The court today requires to sentence you for this your second murder conviction, namely the murder by you of Mr Ramsey at HMP Glenochil in January 2021. As you will well appreciate, the sentence for the crime of murder is fixed by law and is one of imprisonment for life. The court also requires to impose as part of the sentencing exercise on this indictment a period known as the punishment part of that disposal, which part is the number of years which you must serve before you can be considered for release on licence. I do not fix the time when you will be released; instead, I have to fix the number of years that must be served by you before you can apply for release. The punishment part does not take into account the need for public protection. That important matter is taken into account if and when any application is made for your release on licence. The punishment part does take into account the sentencing requirements of retribution and deterrence.
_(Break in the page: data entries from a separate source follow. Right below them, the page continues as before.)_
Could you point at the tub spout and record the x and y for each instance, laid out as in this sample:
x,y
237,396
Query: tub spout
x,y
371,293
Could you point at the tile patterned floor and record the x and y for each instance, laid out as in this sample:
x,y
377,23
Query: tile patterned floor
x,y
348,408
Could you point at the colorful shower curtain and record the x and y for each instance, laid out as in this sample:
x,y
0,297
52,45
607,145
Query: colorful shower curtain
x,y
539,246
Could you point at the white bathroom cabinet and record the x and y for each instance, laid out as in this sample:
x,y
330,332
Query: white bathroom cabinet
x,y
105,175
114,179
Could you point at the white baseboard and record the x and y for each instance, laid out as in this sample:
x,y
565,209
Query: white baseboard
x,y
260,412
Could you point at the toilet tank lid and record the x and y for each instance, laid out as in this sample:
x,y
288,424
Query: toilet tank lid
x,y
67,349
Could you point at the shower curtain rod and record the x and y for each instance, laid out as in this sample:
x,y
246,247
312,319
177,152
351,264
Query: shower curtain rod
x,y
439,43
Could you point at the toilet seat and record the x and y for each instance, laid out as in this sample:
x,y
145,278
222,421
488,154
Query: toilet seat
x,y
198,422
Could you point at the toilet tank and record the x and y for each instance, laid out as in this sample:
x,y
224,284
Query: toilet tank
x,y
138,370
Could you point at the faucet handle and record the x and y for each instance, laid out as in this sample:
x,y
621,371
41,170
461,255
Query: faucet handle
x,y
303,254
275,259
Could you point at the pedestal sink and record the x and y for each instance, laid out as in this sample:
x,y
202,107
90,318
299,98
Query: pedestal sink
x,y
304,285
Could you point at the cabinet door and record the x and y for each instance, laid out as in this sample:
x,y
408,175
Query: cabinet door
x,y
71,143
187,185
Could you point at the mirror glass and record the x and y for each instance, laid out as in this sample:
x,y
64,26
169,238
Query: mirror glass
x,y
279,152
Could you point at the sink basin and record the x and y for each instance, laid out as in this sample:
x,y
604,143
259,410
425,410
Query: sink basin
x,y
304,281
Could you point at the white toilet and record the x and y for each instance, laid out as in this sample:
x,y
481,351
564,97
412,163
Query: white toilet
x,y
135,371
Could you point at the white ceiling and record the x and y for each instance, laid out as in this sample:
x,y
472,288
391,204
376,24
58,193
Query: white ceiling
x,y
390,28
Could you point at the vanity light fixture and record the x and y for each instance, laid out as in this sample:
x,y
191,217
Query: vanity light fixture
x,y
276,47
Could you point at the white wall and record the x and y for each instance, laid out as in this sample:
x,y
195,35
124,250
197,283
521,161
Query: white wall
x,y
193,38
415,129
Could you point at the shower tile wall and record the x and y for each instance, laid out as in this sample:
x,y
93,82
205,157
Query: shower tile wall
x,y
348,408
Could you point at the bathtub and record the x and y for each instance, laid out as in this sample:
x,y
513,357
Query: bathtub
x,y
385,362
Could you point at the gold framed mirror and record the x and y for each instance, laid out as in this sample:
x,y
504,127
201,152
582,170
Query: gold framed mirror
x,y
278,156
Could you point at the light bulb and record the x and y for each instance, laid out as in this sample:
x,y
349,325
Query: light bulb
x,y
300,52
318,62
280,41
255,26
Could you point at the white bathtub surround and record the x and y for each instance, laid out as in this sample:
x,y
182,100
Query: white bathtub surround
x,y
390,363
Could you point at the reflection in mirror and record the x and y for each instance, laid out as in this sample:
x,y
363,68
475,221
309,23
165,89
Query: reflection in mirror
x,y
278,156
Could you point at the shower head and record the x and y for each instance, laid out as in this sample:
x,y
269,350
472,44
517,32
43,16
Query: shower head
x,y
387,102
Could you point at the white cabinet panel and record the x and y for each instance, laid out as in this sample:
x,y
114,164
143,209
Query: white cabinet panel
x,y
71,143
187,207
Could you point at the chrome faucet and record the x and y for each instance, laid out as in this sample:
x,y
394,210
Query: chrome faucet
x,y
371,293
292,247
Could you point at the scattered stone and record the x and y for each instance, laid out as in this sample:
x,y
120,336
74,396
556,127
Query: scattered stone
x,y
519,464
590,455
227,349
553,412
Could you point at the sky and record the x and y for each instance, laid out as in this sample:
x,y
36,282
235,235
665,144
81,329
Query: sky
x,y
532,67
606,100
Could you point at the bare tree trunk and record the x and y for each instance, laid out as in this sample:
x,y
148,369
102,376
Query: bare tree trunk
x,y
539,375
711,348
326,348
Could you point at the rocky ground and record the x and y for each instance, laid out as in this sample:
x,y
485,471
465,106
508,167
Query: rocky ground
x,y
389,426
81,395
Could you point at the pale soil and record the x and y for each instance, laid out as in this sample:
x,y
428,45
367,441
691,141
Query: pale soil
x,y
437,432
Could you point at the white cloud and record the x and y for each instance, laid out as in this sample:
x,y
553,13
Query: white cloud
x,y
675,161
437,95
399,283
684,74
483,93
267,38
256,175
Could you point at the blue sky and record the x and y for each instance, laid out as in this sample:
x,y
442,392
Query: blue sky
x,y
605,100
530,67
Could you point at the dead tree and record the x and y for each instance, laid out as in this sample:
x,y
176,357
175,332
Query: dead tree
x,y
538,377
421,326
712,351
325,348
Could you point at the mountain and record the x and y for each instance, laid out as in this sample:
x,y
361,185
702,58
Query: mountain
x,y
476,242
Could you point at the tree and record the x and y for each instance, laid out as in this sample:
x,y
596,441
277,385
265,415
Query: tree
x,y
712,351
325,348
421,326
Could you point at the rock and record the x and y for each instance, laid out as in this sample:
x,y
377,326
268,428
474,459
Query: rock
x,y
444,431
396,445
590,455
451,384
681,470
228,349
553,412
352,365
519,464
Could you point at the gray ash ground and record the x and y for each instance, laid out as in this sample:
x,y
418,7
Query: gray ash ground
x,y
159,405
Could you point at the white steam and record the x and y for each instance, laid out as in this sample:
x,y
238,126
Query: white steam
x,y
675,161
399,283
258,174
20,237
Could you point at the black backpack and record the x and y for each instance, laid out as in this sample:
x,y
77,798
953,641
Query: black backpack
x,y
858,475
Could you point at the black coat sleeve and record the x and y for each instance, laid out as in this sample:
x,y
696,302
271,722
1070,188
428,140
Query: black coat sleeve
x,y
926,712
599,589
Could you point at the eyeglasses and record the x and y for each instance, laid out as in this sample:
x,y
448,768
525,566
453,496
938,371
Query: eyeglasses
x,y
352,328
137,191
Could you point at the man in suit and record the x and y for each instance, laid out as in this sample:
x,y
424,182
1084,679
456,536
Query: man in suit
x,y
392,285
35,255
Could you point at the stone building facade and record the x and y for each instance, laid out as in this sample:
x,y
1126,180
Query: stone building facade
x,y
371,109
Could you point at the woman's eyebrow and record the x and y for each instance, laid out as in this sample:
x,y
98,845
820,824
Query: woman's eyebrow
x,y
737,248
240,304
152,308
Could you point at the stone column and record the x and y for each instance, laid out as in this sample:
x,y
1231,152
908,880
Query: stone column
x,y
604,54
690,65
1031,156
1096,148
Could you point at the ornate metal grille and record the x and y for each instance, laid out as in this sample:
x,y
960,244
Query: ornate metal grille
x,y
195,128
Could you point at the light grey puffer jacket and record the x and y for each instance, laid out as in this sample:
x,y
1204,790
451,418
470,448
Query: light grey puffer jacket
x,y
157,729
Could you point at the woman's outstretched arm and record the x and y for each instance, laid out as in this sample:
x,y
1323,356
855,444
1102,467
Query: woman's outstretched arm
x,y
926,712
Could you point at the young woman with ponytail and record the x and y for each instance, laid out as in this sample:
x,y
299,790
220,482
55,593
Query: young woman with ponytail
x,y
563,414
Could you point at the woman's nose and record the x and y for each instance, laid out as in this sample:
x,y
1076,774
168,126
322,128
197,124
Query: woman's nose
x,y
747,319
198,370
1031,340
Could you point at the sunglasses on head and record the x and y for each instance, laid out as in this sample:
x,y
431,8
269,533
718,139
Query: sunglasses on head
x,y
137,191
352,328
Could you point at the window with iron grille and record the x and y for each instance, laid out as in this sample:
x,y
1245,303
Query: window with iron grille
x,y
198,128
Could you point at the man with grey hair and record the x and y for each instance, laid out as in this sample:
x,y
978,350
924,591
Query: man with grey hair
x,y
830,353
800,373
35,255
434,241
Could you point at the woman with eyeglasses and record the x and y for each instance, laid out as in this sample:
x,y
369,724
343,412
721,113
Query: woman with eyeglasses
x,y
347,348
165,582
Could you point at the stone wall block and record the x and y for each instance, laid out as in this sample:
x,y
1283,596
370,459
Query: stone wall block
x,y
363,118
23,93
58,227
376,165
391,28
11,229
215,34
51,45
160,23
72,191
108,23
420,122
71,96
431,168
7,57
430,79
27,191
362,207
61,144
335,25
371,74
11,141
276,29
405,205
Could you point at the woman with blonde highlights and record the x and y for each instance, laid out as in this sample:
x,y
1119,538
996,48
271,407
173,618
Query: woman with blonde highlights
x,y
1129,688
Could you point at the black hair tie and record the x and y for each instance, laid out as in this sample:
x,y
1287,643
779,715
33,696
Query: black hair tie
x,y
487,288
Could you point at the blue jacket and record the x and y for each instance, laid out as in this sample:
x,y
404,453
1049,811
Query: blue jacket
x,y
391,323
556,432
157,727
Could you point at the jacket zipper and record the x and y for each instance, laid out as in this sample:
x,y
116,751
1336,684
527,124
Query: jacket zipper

In selecting an appropriate punishment part tariff in your case, I take principally into account the following matters: first, the extreme gravity of the index offence, and in particular that it was committed in a prison setting against another prisoner and involved the compression by you of your victim’s neck with a ligature, his wrists having been bound together; and, second, your appalling history of convictions for crimes of violence, including, significantly, both murder and attempted murder over a period of several decades. The crime before the court in your case today can in my view be characterised as the callous, remorseless and thoroughly brutal execution by you of a fellow prisoner. Excepting the act of the tendering by you of your late plea of guilty, and to a much lesser degree your reported expressions of regret, there are in my view no material mitigating features to be found anywhere in your case.
Turning finally to disposal, in these whole circumstances I accordingly now impose upon you in respect of this indictment a sentence of life imprisonment. I fix the punishment part of that life sentence at a period of 23 years. In recognition of the utilitarian value of your plea of guilty, tendered albeit at the eleventh hour in these proceedings, I confirm that, but for the timing and tendering of your plea, the punishment part would have been set at 25 years. For the avoidance of doubt this sentence and the punishment part period now imposed will commence from today."